XXI.--A DAY IN THE LENT TERM.

O this drear March month. KINGSLEY.

Jack Marsden stopped for a moment under the Babe’s window and called

and the Babe’s face looked out vindictively.

“If you call me like that I sha’n’t answer,” he said. “You’re not in Clare.”

So Jack went in, and found the Babe curled up again in a large chair, close to the fire, working. The month was February, which is equivalent, at Cambridge, to saying that it was raining--cold, sleety, impossible rain. As the exact day of the month was the sixteenth, it followed as a corollary that it had been raining for at least sixteen days, and, as it was leap year, it would continue to rain thirteen more.

“Well?” said the Babe unencouragingly. He had gone to bed early the night before, and the consequent length of the morning made him rather cross.

“Oh nothing. It’s raining, you know. The _Sportsman_ says that Jupiter Pluvius is in the ascendant still.”

“He sends the snow in summer, He sends the frost in May To nip the apple-blossoms, And spoil our games of play,”

quoted the Babe.

“Just so, and he doesn’t neglect to send the rain in February. I’ve just come back from King’s.
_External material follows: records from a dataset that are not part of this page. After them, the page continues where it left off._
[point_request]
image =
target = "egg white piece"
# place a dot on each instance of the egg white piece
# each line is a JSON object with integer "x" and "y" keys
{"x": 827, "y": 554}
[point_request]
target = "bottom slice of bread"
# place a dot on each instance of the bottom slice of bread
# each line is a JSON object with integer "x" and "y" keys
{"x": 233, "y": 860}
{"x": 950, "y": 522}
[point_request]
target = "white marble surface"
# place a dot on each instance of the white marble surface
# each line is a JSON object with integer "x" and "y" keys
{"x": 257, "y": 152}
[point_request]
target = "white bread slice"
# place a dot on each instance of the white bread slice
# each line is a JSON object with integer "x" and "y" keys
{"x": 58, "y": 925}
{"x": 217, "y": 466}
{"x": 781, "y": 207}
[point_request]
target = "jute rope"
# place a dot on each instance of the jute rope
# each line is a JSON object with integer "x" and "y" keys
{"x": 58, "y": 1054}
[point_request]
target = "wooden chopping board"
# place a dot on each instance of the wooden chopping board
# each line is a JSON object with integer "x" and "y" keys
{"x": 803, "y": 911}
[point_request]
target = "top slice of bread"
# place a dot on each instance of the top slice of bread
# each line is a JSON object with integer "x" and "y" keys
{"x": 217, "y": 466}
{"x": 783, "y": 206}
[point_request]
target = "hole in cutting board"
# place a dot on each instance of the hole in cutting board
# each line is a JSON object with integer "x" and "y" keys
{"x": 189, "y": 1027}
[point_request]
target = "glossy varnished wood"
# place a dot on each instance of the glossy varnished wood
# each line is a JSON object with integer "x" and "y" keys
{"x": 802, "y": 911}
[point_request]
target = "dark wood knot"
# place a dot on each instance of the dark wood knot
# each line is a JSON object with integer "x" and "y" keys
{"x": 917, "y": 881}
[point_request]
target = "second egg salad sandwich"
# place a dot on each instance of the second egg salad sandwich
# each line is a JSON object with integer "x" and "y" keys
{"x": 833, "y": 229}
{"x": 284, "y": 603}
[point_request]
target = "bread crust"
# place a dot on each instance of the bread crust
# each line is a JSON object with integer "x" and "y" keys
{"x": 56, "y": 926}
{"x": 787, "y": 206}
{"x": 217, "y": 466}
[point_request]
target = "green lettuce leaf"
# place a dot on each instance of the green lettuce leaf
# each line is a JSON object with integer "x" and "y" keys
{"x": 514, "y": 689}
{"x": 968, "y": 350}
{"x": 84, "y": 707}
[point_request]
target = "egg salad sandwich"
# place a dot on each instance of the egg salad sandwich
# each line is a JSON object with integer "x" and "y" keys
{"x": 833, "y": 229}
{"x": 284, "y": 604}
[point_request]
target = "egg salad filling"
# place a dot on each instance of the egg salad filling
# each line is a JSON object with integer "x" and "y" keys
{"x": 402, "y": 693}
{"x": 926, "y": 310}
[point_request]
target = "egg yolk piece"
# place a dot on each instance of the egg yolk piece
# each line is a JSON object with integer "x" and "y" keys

Reggie’s in a bad temper, almost as bad as you.”

“Why?”

“Weather, chiefly. He says it would be grovelling flattery to call it beastly.”

“Reggie is given to making truisms,” said the Babe turning over the page. “Jack, I wish you’d go away. I want to work. Besides, you’re so devilish cheerful, and I’m not.”

“Sorry to hear it. Oh, yes, and Reggie told me to remind you that you are playing tennis with him at twelve. He’s got the New Court.”

The Babe brightened up: there was an hour less of morning.

“Hurrah! that will suit me excellently. Many thanks, and please go away. Good-bye.”